THE BLOG

Congress Wants to Weaken the Pell Program. Here's Why They Shouldn't.

06/09/2015 01:16 pm ET | Updated Jun 09, 2016

As president of a public research university, one third of whose in-state students are Pell Grant recipients, I strongly oppose a provision in the proposed 2016 budget recently passed by Congress that would cap these grants for low-income students at 2015 levels for 10 years and make their funding discretionary rather than mandatory.

I oppose this legislation because I know the real human stories behind financial aid policy, stories of people like Miles Main, Mary Rowley and Antoine Williams. To learn their stories, watch this video:

And I oppose the legislation for reasons that are grounded in data.

The value of a college degree has never been greater. A 2014 Pew Research Center analysis found that college-educated Millennials aged 25 to 32 working full time earned on average $17,500 a year more than their counterparts with only a high school diploma, a gap that was much narrower for earlier generations. And a 2014 report from New York Federal Reserve Bank found that the wage premium for those with a four-year degree compared to those with just a high school diploma was well over $1 million over the length of the average career.

The Pell Grant program, launched in 1972, was created to ensure that the benefits of a college degree were available to all. While it's not perfect, the program has made clear progress toward achieving its goals. Nearly one million low income students received a Pell Grant to attend a four-year college in 2007. While their six-year graduation rates are lower than for college students as a whole -- at about 40 percent compared with 60 percent -- and should be improved, the program nonetheless benefits many Americans.

Pell Grants also benefit the economy. According to Anthony P. Carnevale, director of the Georgetown University Center on Education and the Workforce, our knowledge economy requires a 3.5 percent increase of college educated workers every year. Colleges and universities supply only a 1 percent increase. Constraining the Pell program would reduce the pool of college graduates, denying the economy the workforce it needs to keep growing.

Some critics fault federal financial aid programs like Pell for driving up the cost of college. Students with generous federal grants and low interest loans, the argument goes, provide a ready supply of cash that colleges are only too happy to absorb via tuition increases.

That claim ignores a central fact. One of the top drivers of rising tuition, after salaries and benefits, is the cost of institutional financial aid: the grants and scholarships institutions allocate from their own budgets to aid students and families, the vast majority of whom have financial need. At the University of Vermont, 25 percent of our general fund revenues go toward this kind of aid.

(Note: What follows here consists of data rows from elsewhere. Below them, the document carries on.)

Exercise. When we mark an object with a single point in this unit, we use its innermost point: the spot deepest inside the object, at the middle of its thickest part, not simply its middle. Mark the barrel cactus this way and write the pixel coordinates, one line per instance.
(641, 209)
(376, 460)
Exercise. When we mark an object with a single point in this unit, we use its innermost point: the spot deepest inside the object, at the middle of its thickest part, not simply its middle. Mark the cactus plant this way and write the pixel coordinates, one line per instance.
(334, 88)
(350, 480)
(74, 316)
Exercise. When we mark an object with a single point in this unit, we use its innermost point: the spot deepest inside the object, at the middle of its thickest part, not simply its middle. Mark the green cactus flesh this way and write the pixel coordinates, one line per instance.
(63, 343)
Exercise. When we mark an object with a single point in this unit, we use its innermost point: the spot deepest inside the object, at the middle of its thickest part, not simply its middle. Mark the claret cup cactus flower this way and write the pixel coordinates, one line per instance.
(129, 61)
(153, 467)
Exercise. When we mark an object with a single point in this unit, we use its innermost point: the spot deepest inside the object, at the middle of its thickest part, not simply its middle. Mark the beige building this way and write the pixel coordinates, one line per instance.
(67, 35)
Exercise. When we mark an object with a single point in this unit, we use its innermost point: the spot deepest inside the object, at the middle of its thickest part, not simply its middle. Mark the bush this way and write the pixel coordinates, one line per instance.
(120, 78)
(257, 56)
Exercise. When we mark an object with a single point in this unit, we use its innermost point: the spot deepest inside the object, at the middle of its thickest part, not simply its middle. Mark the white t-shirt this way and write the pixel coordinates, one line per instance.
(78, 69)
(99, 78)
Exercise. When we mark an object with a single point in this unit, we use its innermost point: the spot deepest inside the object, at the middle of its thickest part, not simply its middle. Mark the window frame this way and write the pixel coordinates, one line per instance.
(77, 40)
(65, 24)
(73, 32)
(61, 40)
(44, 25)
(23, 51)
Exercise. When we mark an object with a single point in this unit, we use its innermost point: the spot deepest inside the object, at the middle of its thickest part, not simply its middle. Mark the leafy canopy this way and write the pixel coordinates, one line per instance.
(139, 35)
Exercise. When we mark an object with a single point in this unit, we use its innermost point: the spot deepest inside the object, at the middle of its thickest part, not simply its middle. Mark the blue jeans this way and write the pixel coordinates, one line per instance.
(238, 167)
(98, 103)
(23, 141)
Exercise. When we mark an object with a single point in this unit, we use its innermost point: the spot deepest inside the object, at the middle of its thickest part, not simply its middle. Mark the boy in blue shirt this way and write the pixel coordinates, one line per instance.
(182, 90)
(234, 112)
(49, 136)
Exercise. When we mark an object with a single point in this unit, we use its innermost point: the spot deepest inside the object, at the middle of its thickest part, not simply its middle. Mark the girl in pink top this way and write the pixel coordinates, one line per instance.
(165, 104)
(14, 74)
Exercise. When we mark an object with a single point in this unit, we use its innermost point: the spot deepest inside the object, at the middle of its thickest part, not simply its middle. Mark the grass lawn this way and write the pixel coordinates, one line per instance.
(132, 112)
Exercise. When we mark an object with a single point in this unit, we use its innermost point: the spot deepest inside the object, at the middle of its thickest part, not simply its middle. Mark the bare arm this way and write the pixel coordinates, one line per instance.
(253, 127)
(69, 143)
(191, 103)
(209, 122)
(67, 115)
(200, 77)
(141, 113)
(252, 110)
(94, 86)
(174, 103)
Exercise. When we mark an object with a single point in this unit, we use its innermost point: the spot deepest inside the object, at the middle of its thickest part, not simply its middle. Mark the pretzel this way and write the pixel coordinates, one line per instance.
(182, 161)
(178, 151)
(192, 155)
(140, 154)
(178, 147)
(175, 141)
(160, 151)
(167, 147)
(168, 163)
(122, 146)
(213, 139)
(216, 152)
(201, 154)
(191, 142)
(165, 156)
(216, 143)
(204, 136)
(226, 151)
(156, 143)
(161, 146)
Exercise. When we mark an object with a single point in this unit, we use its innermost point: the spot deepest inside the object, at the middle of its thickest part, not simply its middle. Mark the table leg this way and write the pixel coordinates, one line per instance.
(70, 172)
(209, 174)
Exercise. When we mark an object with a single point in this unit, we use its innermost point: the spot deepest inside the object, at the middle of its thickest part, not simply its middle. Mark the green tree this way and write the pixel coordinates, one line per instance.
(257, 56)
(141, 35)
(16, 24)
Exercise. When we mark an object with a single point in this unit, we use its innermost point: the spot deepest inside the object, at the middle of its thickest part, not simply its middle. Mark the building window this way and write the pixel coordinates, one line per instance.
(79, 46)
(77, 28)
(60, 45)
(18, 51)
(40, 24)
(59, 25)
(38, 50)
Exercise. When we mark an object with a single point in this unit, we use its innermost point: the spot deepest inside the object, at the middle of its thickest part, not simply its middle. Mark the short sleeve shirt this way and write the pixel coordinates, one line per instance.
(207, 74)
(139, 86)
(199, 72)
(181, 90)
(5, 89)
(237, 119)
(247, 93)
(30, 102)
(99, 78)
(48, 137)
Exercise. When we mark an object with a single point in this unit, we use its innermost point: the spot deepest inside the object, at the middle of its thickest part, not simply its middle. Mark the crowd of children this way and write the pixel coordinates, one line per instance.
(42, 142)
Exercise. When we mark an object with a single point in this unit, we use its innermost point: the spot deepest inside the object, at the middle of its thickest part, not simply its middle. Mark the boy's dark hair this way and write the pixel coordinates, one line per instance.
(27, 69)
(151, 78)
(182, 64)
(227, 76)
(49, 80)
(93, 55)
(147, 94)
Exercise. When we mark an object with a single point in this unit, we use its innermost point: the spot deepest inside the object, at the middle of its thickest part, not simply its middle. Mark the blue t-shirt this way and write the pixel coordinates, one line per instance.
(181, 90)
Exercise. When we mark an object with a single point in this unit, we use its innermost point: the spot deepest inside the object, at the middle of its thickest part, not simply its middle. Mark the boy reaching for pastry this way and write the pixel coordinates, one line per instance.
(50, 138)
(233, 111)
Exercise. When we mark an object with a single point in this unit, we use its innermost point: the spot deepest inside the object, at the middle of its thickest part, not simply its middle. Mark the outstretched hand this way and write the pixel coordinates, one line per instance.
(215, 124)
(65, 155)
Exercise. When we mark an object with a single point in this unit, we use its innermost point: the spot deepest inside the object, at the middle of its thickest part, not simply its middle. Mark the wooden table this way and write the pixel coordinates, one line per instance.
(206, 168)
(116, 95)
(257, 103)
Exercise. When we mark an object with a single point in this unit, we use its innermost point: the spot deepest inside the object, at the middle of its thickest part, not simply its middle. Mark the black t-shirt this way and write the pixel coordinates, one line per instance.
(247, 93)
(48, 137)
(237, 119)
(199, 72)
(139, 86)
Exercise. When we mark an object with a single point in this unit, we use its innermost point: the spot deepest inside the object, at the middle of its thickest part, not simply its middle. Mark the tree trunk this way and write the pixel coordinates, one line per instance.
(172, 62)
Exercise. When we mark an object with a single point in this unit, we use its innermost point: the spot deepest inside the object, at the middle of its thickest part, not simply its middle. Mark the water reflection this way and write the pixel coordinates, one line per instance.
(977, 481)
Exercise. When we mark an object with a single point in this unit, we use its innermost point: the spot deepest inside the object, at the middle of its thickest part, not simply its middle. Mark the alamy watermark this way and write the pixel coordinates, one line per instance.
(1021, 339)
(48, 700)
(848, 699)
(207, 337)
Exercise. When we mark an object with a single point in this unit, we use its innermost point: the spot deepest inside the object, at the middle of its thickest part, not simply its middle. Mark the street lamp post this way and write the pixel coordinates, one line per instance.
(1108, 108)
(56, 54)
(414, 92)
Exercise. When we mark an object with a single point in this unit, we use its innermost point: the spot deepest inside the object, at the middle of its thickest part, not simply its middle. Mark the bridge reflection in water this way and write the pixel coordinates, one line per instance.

Most colleges use institutional resources to promote access. According to the College Board, institutional aid for grants and scholarships in 2013 reached $48.2 billion, about the same amount of grant aid the federal government contributes.

Colleges and universities are playing their part in making college accessible and affordable. But we can't do it alone. We need a strong partnership with the federal government, one where Pell awards are increased, not diminished in inflation-adjusted dollars, and extended to income levels that include the middle class, a group that is struggling to pay for college with no help from Washington.

Support of the Pell Grant program is critical to creating a positive future for our country. To enjoy that future, we must invest in the students of the present.